FlatRun integrates with Certbot to provide automatic SSL certificate provisioning and renewal through Let's Encrypt.
How It Works
- You configure a domain for a deployment
- FlatRun requests a certificate from Let's Encrypt via Certbot
- The certificate is validated using HTTP-01 or DNS-01 challenge
- Nginx is configured to use the certificate
- Certificates are automatically renewed before expiration
Certbot Configuration
Configure Certbot in your agent config:
certbot:
enabled: true
image: certbot/certbot
email: admin@example.com
staging: false
certs_path: ""
webroot_path: ""
container_webroot_path: /var/www/certbot
dns_provider: "" | Option | Description |
|---|---|
enabled | Enable SSL automation |
image | Certbot Docker image |
email | Email for Let's Encrypt notifications |
staging | Use staging environment (for testing) |
certs_path | Path to store certificates |
webroot_path | Webroot for HTTP-01 validation |
dns_provider | DNS provider for DNS-01 validation |
staging: true during initial setup to avoid rate limits. Switch to false when ready for production.
Validation Methods
HTTP-01 (Default)
The default method. Certbot places a file in your webroot and Let's Encrypt verifies it's accessible via HTTP.
Requirements:
- Port 80 must be accessible from the internet
- Domain must point to your server
- Nginx must be running
# Nginx config for HTTP-01 validation
location /.well-known/acme-challenge/ {
root /var/www/certbot;
} DNS-01
Validates by creating a DNS TXT record. Useful for:
- Servers behind firewalls
- Wildcard certificates
- Non-web services
certbot:
enabled: true
dns_provider: cloudflare Supported DNS providers:
- Cloudflare
- DigitalOcean
- Route53 (AWS)
- Google Cloud DNS
- And many more (via Certbot plugins)
Certificate Storage
Certificates are stored in the deployments path by default:
/var/flatrun/deployments/
└── nginx/
└── certs/
└── live/
└── example.com/
├── fullchain.pem
├── privkey.pem
└── chain.pem Requesting Certificates
Via UI
- Go to the Certificates page
- Click "Request Certificate"
- Enter the domain name
- Select validation method
- Click "Request"
Via API
curl -X POST "http://localhost:8090/api/certificates" \
-H "Authorization: Bearer $TOKEN" \
-H "Content-Type: application/json" \
-d '{
"domain": "blog.example.com"
}' Certificate Status
Certificates can be in one of these states:
| Status | Description |
|---|---|
valid | Certificate is valid (more than 30 days remaining) |
expiring | Certificate expires within 30 days |
expired | Certificate has expired |
Automatic Renewal
FlatRun monitors certificate expiration and can automatically renew certificates. You can also trigger manual renewal:
# Renew all certificates
curl -X POST "http://localhost:8090/api/certificates/renew" \
-H "Authorization: Bearer $TOKEN" Configuring SSL for Deployments
Enable SSL in the deployment's service.yml:
name: My Blog
networking:
expose: true
domain: blog.example.com
port: 80
ssl:
enabled: true
auto_renew: true Or configure via the UI when setting up the proxy.
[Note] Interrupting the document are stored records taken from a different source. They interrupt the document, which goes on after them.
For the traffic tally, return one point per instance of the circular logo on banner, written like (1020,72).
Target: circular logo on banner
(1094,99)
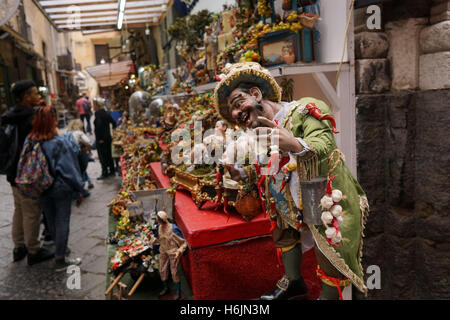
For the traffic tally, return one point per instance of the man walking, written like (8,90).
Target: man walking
(103,139)
(84,111)
(27,212)
(249,97)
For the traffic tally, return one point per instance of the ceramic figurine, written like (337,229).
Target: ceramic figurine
(171,247)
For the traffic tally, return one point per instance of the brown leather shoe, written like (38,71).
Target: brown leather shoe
(287,290)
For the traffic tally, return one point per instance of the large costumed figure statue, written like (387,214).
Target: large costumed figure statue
(303,150)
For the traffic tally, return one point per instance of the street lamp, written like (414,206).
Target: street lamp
(121,13)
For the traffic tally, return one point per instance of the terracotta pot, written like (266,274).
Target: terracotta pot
(248,206)
(289,58)
(303,3)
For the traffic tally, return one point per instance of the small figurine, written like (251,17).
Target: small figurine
(210,144)
(171,247)
(211,46)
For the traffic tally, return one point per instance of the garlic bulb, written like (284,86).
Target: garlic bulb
(340,220)
(337,237)
(330,232)
(326,202)
(327,217)
(336,210)
(336,195)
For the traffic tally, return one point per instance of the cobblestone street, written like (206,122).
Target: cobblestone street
(88,231)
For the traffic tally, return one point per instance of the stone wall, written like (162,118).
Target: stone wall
(403,165)
(403,129)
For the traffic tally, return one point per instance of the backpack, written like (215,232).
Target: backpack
(87,107)
(9,145)
(72,143)
(33,174)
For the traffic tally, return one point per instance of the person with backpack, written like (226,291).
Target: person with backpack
(171,246)
(16,124)
(84,111)
(103,139)
(81,140)
(63,165)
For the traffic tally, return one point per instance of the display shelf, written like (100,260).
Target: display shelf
(305,68)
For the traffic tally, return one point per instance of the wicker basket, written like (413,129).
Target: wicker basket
(248,205)
(308,22)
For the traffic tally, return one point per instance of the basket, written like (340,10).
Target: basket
(308,22)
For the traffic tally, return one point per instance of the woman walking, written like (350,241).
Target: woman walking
(83,142)
(56,202)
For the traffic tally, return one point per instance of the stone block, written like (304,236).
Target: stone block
(371,45)
(372,75)
(432,150)
(400,252)
(435,38)
(404,52)
(433,260)
(400,222)
(440,7)
(440,17)
(435,227)
(435,71)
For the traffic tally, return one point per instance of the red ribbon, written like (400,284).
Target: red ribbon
(273,225)
(316,113)
(329,189)
(279,254)
(332,243)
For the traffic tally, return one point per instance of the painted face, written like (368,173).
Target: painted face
(32,98)
(244,108)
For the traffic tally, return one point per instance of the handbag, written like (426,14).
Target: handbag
(33,174)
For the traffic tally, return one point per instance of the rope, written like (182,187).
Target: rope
(331,159)
(332,281)
(345,41)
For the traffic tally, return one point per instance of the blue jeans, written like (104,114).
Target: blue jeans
(57,207)
(85,177)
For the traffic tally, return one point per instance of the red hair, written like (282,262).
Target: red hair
(44,124)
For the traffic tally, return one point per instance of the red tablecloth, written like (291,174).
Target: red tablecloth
(232,259)
(205,227)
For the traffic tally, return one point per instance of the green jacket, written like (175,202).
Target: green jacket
(318,135)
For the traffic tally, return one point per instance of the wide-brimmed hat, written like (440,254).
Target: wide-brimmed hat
(248,72)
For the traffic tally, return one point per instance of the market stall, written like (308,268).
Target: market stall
(226,247)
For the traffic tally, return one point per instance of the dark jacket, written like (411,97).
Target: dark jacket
(23,118)
(101,123)
(63,165)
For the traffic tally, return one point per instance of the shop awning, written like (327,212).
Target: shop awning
(109,74)
(101,15)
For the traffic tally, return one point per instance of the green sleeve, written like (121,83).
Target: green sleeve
(317,134)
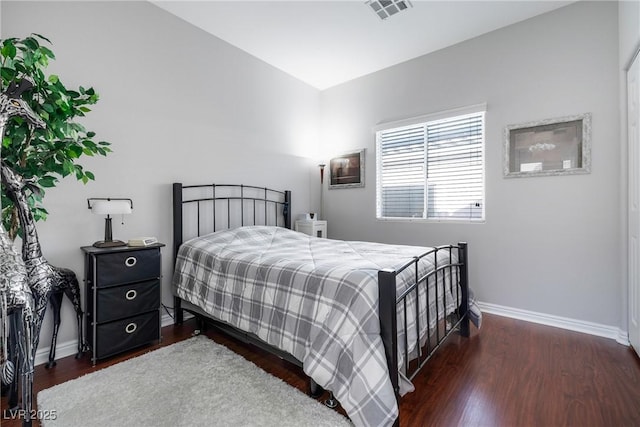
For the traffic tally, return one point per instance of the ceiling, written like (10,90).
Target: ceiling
(325,43)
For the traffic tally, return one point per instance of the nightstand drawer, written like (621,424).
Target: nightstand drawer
(117,302)
(126,267)
(125,334)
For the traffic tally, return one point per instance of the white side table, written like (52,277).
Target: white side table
(312,228)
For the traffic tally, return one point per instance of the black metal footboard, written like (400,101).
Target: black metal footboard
(393,309)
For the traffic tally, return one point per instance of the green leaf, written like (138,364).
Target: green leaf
(47,181)
(9,50)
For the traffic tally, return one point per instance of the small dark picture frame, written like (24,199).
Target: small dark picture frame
(347,170)
(559,146)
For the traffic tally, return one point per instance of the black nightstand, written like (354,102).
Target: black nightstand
(123,298)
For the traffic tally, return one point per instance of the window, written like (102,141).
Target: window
(432,167)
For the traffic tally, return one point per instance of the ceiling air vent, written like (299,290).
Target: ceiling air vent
(386,8)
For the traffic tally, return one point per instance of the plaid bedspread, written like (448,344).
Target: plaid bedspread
(316,299)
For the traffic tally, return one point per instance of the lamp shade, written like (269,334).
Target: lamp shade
(111,207)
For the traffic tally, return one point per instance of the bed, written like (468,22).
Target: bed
(360,318)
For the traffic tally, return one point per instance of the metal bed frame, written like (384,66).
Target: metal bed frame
(264,206)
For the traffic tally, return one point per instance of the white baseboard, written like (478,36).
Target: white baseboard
(70,347)
(612,332)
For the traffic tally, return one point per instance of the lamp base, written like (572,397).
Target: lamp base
(109,244)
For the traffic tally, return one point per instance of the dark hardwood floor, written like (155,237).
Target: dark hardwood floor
(512,373)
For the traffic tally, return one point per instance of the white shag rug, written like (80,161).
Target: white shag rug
(191,383)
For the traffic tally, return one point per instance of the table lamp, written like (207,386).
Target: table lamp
(109,206)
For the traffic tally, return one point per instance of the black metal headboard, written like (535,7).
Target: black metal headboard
(202,209)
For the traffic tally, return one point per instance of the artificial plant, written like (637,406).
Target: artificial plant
(44,155)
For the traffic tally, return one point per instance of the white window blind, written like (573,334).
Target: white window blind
(432,170)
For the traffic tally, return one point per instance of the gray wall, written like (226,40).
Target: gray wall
(629,45)
(177,104)
(549,244)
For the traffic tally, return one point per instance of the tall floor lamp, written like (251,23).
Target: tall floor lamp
(321,166)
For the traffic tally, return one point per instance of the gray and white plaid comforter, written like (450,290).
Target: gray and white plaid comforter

Manual Certificate Installation
You can also use existing certificates by placing them in the certs directory:
# Copy your certificates
mkdir -p /var/flatrun/deployments/nginx/certs/live/example.com
cp fullchain.pem /var/flatrun/deployments/nginx/certs/live/example.com/
cp privkey.pem /var/flatrun/deployments/nginx/certs/live/example.com/ Troubleshooting
Certificate Request Failed
- Verify the domain points to your server
- Check that port 80 is accessible
- Ensure Nginx is running and serving the webroot
- Check certbot logs in the container
Rate Limits
Let's Encrypt has rate limits. If you hit them:
- Wait for the rate limit to reset (usually 1 hour to 1 week)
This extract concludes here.